AWS Backup Practices & Methods: Comprehensive Study Guide

This guide covers the essential knowledge required for the AWS Certified Solutions Architect - Professional (SAP-C02) exam regarding operational excellence, business continuity, and data protection.

Learning Objectives

Define Recovery Objectives: Differentiate between RTO and RPO and how they drive backup frequency and method.
Analyze DR Strategies: Understand where "Backup & Restore" fits in the hierarchy of disaster recovery (DR) strategies.
Implement Centralized Backups: Utilize AWS Backup for policy-based, automated data protection across an AWS Organization.
Enhance Security: Implement cross-account and cross-region backups to protect against ransomware and regional failures.
Verify Integrity: Establish a process for periodic recovery testing to ensure backups are functional.

Key Terms & Glossary

RPO (Recovery Point Objective): The maximum acceptable amount of data loss measured in time (e.g., "We can lose up to 15 minutes of data").
RTO (Recovery Time Objective): The maximum acceptable time to restore the workload after a failure (e.g., "The system must be back up in 4 hours").
AWS Backup: A fully managed, policy-based service that centralizes and automates the backup of data across AWS services.
Immutable Infrastructure: An operational approach where servers are never patched in place; instead, they are replaced by new versions from a fresh image (AMI).
Cross-Region Copy: The practice of storing backup data in a different geographic region than the source data to protect against regional disasters.

The "Big Idea"

[!IMPORTANT] "Everything fails all the time." — Werner Vogels Reliability in the cloud isn't about preventing failure; it is about designing systems that can recover gracefully.

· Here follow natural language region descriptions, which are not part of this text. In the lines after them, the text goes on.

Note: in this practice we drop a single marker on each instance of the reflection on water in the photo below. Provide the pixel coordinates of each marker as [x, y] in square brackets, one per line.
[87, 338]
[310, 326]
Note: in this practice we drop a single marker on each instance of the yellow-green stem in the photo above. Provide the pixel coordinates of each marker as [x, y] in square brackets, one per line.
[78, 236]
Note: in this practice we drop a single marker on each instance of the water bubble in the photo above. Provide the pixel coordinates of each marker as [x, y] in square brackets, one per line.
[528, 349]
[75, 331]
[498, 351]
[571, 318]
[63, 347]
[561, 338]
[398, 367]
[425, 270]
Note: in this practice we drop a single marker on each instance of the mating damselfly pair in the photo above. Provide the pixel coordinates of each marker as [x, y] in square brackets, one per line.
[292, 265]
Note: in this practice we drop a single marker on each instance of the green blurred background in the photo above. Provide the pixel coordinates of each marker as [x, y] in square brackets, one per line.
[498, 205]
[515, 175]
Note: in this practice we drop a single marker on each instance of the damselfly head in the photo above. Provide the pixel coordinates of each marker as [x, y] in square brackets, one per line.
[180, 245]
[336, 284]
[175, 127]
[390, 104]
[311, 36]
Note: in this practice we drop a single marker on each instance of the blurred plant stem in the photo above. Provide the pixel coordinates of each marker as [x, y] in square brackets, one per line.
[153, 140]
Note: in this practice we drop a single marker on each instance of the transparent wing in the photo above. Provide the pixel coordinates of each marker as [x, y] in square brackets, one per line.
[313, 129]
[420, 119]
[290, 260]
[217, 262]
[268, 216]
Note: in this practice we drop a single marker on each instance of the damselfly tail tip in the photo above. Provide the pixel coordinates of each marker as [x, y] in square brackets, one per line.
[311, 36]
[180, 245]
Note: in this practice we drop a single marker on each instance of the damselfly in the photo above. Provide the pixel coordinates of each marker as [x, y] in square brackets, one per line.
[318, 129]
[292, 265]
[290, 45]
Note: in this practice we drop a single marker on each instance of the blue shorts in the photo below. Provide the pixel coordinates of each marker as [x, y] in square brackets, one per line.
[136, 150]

Backups are the ultimate safety net. However, a backup that hasn't been tested for recovery is merely "hope," not a strategy. True operational excellence requires moving from manual, ad-hoc backups to automated, policy-driven, and regularly tested recovery workflows.

Formula / Concept Box

Metric/Concept	Definition	Impact on Cost
RPO	Time between last backup and disaster.	Lower RPO = More frequent backups = Higher Cost.
RTO	Time between disaster and restoration.	Lower RTO = More automation/warm resources = Higher Cost.
Backup & Restore	Recovery from off-site storage.	Lowest cost, highest RTO/RPO.

Hierarchical Outline

I. Recovery Objectives
- RPO: Focuses on data loss (The "Back in Time" window).
- RTO: Focuses on downtime (The "Waiting for Service" window).
- Resilience Hub: AWS service used to evaluate if infrastructure meets these targets.
II. Backup Strategies
- Mutable Environments: Require backing up data and patching existing OS (SSM Patch Manager).
- Immutable Environments: Focus on backing up data and re-deploying infrastructure via IaC (Infrastructure as Code).
III. AWS Backup Service Features
- Centralized Management: Manage backups across multiple AWS accounts via AWS Organizations.
- Policy-based: Use "Backup Plans" to define frequency and retention.
- Security: Supports encryption and cross-account/region copying.
IV. Disaster Recovery (DR) Tiers
- Backup & Restore: Simple, cheap, high RTO/RPO.
- Pilot Light: Core data is live; other resources are "off" until needed.
- Warm Standby: Scaled-down version of environment is always running.
- Multi-site Active/Active: Zero RTO/RPO, most expensive.

Visual Anchors

The Relationship Between RPO and RTO

Compiling TikZ diagram…

⏳

Running TeX engine…

This may take a few seconds

Regional Backup & Restore Flow

Loading Diagram...

Definition-Example Pairs

Cross-Account Backup: The process of copying a backup to a completely different AWS Account ID.
- Example: A financial firm copies all RDS snapshots to a restricted "Vault" account. If an admin account in Production is compromised by ransomware, the attacker cannot delete the backups in the Vault account.
Infrastructure as Code (IaC): Using code (CloudFormation/Terraform) to define and deploy resources.
- Example: Instead of backing up an entire EC2 instance, you store the configuration in a Git repository. During a disaster, you run a script to recreate the fleet in a new region instantly.

Worked Examples

Example 1: Calculating RPO Requirements

Scenario: A business updates its inventory database every hour. In the event of a failure, they can manually reconstruct 2 hours of data using paper receipts, but no more.

Required RPO: 2 hours.
Solution: Schedule an automated backup (using AWS Backup) every 2 hours at minimum. For safety, an hourly backup is recommended.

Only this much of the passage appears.